My Feral Heart is an intimate character study with a dash of mystery. It stars Steven Brandon, an actor with Down’s Syndrome, as Luke, an independent man with Down’s Syndrome whose life is upended after his elderly mother passes away. Luke is relocated to a group home, where he doesn’t feel like he belongs. A kindly caretaker at the home named Eve (Shana Swash) endeavours to ease Luke into his surroundings, as Luke befriends a troubled young man named Pete (Will Rastall) who is doing community service work near the group home. Luke discovers a seemingly feral young woman (Pixie Le Knot) lying in the field, and takes her to an abandoned barn where he cares for her in secret.
This is the feature film debut for director Jane Gull.
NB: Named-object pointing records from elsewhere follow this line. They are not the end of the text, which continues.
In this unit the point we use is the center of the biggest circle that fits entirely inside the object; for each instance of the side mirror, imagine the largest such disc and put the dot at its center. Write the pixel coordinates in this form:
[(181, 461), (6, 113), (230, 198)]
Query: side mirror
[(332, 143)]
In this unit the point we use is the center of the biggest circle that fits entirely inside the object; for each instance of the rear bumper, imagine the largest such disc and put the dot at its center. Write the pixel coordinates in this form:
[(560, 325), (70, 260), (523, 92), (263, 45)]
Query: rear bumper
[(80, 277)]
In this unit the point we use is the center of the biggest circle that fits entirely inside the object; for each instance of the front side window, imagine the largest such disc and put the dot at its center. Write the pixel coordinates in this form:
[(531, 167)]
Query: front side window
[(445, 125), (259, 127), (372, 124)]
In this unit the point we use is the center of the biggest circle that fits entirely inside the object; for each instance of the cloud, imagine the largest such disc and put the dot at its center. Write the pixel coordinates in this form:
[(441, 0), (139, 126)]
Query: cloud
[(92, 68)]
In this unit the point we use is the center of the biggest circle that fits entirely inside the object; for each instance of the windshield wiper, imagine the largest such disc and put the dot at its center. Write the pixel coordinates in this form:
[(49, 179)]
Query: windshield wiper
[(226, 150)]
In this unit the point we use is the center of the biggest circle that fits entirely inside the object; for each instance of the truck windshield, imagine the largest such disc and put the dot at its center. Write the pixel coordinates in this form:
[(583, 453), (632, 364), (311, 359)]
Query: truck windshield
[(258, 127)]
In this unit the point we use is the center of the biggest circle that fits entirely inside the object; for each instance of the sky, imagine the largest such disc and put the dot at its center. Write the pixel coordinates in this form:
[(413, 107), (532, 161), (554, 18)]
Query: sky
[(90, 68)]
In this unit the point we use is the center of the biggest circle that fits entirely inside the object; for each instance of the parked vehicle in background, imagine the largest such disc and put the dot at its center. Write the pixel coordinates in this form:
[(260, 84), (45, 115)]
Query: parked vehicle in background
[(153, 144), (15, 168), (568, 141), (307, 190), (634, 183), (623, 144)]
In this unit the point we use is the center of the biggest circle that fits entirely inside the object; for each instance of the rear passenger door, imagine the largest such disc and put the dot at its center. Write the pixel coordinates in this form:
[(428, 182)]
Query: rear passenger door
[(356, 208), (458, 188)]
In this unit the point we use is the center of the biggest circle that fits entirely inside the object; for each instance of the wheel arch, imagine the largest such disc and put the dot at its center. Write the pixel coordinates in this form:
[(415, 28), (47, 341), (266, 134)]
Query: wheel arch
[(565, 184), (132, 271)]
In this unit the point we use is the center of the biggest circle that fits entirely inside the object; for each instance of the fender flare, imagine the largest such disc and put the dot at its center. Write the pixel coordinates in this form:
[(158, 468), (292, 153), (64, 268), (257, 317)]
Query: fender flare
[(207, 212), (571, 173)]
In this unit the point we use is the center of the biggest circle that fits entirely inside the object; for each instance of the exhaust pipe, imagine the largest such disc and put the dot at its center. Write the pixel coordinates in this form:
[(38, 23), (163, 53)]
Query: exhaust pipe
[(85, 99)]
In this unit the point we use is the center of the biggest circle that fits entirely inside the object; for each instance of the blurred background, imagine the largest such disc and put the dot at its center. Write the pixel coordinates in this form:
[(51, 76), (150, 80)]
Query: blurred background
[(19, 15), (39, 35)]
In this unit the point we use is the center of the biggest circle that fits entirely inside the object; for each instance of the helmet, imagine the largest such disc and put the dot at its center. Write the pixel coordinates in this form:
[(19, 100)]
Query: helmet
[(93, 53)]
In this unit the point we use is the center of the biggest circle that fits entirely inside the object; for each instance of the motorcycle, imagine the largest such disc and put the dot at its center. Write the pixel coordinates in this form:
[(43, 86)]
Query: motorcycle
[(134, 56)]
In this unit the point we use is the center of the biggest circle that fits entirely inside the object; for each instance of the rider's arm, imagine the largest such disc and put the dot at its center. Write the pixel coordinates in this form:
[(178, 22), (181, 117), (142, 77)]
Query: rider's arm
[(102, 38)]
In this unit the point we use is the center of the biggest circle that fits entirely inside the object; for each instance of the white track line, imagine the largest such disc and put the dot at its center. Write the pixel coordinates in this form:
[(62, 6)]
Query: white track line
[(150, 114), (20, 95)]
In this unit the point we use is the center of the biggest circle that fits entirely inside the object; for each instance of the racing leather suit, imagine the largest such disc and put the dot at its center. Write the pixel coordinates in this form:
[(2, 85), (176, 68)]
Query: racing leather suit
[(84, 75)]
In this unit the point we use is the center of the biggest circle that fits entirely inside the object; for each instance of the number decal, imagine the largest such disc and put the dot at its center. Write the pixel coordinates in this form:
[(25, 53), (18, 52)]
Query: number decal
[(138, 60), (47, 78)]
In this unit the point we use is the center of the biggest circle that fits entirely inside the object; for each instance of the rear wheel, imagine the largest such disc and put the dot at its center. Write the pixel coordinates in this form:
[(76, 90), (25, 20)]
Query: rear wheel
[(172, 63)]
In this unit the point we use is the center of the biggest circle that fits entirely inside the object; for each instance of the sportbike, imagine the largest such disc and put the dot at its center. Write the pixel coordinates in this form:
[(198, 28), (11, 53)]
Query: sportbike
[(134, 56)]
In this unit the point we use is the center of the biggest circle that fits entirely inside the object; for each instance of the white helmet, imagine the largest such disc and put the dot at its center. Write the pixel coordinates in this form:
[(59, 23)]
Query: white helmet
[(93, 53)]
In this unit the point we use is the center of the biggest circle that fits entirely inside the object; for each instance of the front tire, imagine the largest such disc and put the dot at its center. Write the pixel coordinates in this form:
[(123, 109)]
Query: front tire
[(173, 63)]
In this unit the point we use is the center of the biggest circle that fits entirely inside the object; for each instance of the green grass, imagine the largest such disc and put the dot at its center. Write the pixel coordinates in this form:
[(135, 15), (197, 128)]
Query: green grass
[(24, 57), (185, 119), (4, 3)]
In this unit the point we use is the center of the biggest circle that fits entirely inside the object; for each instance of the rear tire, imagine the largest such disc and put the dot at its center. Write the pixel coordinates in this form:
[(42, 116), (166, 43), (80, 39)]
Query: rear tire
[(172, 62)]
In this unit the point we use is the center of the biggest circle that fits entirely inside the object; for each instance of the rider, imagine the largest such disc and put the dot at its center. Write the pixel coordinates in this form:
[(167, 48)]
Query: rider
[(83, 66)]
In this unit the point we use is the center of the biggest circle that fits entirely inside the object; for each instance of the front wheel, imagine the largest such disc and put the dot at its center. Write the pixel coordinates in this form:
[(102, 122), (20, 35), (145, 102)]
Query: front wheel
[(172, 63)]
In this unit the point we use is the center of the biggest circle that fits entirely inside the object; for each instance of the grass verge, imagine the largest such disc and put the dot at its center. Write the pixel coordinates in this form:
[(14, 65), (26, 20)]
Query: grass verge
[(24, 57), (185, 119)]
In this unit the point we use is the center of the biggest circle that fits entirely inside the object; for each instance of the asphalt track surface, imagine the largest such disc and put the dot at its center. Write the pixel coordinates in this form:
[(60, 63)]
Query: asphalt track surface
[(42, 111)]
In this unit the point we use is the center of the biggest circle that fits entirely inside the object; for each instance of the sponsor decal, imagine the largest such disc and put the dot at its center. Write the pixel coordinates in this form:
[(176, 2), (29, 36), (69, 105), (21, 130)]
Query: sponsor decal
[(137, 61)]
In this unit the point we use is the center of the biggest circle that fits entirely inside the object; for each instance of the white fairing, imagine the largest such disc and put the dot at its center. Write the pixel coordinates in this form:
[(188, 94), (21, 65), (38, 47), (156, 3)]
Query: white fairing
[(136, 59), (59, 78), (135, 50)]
Her short films include Sunny Boy, about a young man with a skin condition that prevents him from going out into the sun, and the documentary Our Street, about pensioners whose homes are threatened by the construction of a high-speed railway. The screenplay for My Feral Heart was written by professional counsellor Duncan Paveling. The film has been screened to wide acclaim at film festivals in San Jose and Fargo in the United States, as well as in Edinburgh and London. My Feral Heart was also screened as part of the disability-themed film festival Entr’2 Marches in Cannes, with Gull serving as the President of the Jury for the 2016 Entr’2 Marches competition.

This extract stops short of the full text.